Politically, findings like these lead Iyengar and other behavioral economists toward a soft paternalism. By setting sensible defaults and doing nothing to actively discourage people from choosing those defaults, they say, experts and bureaucrats can help the average person meet his needs better than he could himself, if left to his own devices.
These arguments, of course, run counter to traditional economic thought. A mainstream, neoclassical economist would argue that there should be no “default options” chosen from above. Allow every retirement fund to vie for the attention of investors on equal footing, mainstream economic theory says, and competition will drive down prices and eliminate inferior products. Default options will only lead to distortions and inefficiency. If there are specific instances in which a single expert or group of experts knows more than the rest of the market, those cases are the exceptions, not the rule. The track record of government-appointed money managers, after all, is far from perfect. Just look, for example, at how poorly state and local pension assets have performed in the U.S. over the past few years.

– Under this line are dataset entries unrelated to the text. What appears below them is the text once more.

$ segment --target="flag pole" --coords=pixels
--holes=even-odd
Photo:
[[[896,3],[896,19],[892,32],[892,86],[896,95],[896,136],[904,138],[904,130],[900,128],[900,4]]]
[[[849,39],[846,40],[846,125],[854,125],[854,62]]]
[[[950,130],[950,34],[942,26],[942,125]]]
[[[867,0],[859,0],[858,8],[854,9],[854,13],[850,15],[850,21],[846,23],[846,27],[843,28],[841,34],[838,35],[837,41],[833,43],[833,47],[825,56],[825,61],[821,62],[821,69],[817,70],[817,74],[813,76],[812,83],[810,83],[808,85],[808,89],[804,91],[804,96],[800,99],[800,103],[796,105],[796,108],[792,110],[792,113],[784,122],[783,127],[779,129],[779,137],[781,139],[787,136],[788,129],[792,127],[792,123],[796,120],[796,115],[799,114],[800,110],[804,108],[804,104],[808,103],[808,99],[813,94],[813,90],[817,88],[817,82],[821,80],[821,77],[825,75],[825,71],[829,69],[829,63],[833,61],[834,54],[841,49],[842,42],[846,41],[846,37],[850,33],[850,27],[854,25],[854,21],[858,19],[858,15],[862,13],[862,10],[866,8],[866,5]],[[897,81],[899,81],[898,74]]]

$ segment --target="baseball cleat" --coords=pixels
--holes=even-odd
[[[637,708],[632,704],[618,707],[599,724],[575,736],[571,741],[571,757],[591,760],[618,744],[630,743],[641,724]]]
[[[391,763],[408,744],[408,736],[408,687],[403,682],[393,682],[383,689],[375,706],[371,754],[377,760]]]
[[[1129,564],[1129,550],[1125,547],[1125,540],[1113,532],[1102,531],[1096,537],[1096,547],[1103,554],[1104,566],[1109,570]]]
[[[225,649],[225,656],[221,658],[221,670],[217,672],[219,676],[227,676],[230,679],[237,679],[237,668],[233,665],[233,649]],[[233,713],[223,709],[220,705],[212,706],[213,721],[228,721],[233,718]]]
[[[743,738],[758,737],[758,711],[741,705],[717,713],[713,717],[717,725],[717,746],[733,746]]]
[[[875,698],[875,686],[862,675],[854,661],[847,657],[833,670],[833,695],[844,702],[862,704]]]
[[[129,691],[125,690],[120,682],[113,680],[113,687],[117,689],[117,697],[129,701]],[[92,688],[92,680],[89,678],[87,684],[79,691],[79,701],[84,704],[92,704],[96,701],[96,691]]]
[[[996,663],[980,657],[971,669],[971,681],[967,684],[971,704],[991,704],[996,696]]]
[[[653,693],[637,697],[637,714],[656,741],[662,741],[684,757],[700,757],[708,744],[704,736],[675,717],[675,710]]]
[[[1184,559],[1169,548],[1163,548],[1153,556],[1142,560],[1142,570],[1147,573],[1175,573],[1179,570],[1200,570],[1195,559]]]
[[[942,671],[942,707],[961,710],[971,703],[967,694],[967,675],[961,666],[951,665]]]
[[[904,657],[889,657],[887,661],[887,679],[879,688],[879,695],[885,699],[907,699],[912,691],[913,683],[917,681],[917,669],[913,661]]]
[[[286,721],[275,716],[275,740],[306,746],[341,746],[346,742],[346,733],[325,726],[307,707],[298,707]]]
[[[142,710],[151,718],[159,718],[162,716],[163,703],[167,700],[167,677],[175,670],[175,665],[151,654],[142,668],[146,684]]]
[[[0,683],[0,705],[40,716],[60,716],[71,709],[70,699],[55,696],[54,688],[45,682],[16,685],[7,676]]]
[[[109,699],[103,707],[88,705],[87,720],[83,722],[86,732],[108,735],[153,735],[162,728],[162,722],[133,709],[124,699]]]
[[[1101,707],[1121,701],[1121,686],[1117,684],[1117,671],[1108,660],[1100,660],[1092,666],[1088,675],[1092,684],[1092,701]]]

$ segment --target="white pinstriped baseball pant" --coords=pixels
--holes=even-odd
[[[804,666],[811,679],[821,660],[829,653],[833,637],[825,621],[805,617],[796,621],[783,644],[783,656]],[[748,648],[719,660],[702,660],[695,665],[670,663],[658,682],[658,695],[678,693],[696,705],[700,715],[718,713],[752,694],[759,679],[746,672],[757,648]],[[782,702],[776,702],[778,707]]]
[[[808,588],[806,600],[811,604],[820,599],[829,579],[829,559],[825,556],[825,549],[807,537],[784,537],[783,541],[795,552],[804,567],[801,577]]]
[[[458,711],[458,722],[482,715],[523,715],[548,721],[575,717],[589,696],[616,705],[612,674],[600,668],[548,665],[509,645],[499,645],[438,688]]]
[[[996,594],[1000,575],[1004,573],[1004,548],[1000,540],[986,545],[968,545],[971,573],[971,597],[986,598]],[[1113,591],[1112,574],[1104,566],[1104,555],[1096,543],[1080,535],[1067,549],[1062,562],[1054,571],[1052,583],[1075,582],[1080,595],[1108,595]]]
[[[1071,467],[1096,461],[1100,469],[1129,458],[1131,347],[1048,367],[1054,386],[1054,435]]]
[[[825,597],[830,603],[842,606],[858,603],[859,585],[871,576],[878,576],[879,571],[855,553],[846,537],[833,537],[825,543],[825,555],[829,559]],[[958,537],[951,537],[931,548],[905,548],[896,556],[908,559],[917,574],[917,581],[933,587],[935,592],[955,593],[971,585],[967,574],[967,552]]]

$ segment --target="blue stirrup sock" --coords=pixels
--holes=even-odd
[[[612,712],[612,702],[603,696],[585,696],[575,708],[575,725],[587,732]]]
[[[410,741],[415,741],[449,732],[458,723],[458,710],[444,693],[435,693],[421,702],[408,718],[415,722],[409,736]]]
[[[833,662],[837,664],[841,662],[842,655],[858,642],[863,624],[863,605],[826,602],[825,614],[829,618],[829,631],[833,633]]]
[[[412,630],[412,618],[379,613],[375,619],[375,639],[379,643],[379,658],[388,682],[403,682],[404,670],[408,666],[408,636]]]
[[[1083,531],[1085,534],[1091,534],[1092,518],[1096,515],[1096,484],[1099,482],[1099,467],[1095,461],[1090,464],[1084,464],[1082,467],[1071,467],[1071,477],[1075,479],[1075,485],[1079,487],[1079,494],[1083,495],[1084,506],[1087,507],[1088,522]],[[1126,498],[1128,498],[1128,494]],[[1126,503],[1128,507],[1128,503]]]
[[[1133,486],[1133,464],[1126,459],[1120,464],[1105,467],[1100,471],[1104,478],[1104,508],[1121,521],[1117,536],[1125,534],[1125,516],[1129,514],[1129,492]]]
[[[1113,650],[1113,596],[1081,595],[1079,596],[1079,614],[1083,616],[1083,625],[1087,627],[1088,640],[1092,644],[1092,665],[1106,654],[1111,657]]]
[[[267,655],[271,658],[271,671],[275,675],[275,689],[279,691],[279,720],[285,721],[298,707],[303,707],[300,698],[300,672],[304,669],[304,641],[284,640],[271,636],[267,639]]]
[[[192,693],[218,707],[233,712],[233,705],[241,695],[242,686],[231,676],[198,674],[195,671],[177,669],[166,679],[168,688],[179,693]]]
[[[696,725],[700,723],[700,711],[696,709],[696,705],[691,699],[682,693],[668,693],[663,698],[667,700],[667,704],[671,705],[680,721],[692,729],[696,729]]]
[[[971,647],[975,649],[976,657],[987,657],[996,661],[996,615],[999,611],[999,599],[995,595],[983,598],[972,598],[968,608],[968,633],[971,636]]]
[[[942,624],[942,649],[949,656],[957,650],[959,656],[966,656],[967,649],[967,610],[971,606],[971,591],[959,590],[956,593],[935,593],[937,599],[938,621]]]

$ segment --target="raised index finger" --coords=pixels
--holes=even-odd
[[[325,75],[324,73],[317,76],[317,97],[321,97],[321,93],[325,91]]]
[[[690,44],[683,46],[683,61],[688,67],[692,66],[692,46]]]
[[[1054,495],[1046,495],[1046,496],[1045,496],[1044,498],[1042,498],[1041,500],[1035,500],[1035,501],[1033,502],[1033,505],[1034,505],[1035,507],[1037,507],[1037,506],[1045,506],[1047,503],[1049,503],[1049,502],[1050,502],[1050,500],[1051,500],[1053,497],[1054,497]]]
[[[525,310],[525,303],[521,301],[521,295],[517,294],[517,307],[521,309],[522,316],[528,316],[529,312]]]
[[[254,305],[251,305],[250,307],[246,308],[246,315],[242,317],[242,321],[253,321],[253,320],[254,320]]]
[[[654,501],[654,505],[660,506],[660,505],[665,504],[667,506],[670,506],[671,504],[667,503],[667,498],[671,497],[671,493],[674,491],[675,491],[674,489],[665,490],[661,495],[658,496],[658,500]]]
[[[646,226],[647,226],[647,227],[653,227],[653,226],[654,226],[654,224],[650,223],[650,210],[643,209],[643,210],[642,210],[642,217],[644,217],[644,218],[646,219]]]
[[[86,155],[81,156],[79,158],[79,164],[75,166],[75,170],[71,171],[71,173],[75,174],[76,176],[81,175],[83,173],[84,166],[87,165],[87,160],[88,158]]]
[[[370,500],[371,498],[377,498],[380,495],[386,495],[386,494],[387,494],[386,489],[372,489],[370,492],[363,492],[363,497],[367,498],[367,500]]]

Furthermore, a mainstream economist would argue in response to the Sweden example, seven years of returns from a single investment fund aren't enough to prove anything. Indeed, it's ludicrous to think that experimental results or cases studies could “prove” anything at all in economics, as they do in the natural sciences. The country of Sweden has nothing even approaching the controlled, replicable conditions of a chemistry or physics lab. From politics to education to cultural norms, there are simply too many variables at play. It is therefore best to ask what a rational person would do in any given situation, and use that as a best first guess for the future, not some rule of thumb drawn from dubious experimental results.
Because of caveats like these, behavioral economics remains an interesting corollary to the neoclassical mainstream, rather than the basis for a wholesale paradigm shift. But that won't stop businesspeople from trying to put findings like Iyengar’s into practice. Indeed, as the author notes, the head of Fidelity Research told her that he took her jam study as a sign that his financial services company needs to narrow down the selection of more than 4,500 mutual funds it offers to clients. One executive at McKinsey, a management consulting firm, said he used her findings to create his company's “3x3 rule,” which stipulates that potential clients first choose from a selection of three choices, then another set of three choices, followed by no more than a third set of three choices during sales pitches.
If Iyengar's book strikes a chord, others will surely follow.